The second was a Black man in his 30s with untreated AIDS and diffuse rash. He was tested and treated for gonorrhea, chlamydia, and syphilis before phimosis and urinary retention led to admission and a monkeypox diagnosis 4 weeks after his rash began. He was discharged with oral tecovirimat, but his skin lesions developed necrosis and he was readmitted twice, each time with new lesions. His clinical course included methicillin-resistant Staphylococcus aureus bacteremia, atrial fibrillation, eye and ear involvement, a suprapubic catheter, and progressive necrosis of his lesions. As of the CDC report, he was receiving ART and intravenous tecovirimat.

The third patient, a White man in his 40s with untreated AIDS, presented with diffuse rash. He was promptly diagnosed with monkeypox and admitted for pain control. He was discharged with oral tecovirimat and ART, but homelessness and food insecurity jeopardized the absorption of his tecovirimat (which depends on a full fatty meal), and the lesions worsened. Despite readmission and aggressive medical treatment, the patient required finger debridement and a toe amputation. After discharge, he was again readmitted for lesions and pain and, at report publication, remained hospitalized, taking oral tecovirimat and ART.

The patients in the study may not be typical of severe monkeypox cases, wrote the authors reported. Deaths after the study period were not counted.
 

Fewer cases, some severe

As of Nov. 7, the CDC has confirmed 28,709 monkeypox cases. These have trended downward since August. Most people with recent diagnoses are men who are gay, bisexual, same gender loving, or who have sex with men, and most are Black, according to Brooks.

Dr. Brooks urges clinicians to report suspected monkeypox cases – especially severe ones – to their health departments.

“We don’t have a good bead on exactly how many severe cases there are in the States because of complexities in our surveillance systems,” Dr. Brooks said.

For patients with suspected or confirmed monkeypox, Brooks recommends testing for sexually transmitted infections, including HIV if status is unknown. Patients with HIV should receive prompt ART. For those at risk for severe disease, the authors recommend early treatment for suspected monkeypox, even before results are back. Some patients may benefit from tecovirimat courses lasting beyond 14 days, plus additional antivirals (cidofovir or brincidofovir) and/or VIGIV.

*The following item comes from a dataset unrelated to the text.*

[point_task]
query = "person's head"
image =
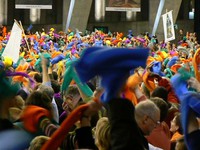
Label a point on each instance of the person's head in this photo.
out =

“With severe cases, clinicians may want to consider the value of more than one drug to attack the virus at different stages of its replication cycle,” Dr. Brooks said.
 

Inequities matter

The authors called on providers to engage communities burdened by HIV and to ensure access to not only monkeypox vaccination, diagnosis, and treatment but also sustained HIV care.

Dr. Silvera added that providers need to tailor care plans to patients’ social determinants of health. For example, he explained, inpatient care for monkeypox could be appropriate for some patients facing homelessness and food insecurity – even if they are able to take tecovirimat orally.

He recommends tapping others’ expertise: “Our social work colleagues are well versed in this.”

“I don’t think these clinicians failed these patients. ... I think everyone made all the right choices medically,” Dr. Silvera added. “I think that the system failed these patients – and we as clinicians are part of those systems. So we also have the power to change those systems. And I think we just need to start opening our eyes to that and [start] to work together towards that goal to take better care of our patients.”

Dr. Brooks reported no relevant financial disclosures.

A version of this article first appeared on Medscape.com.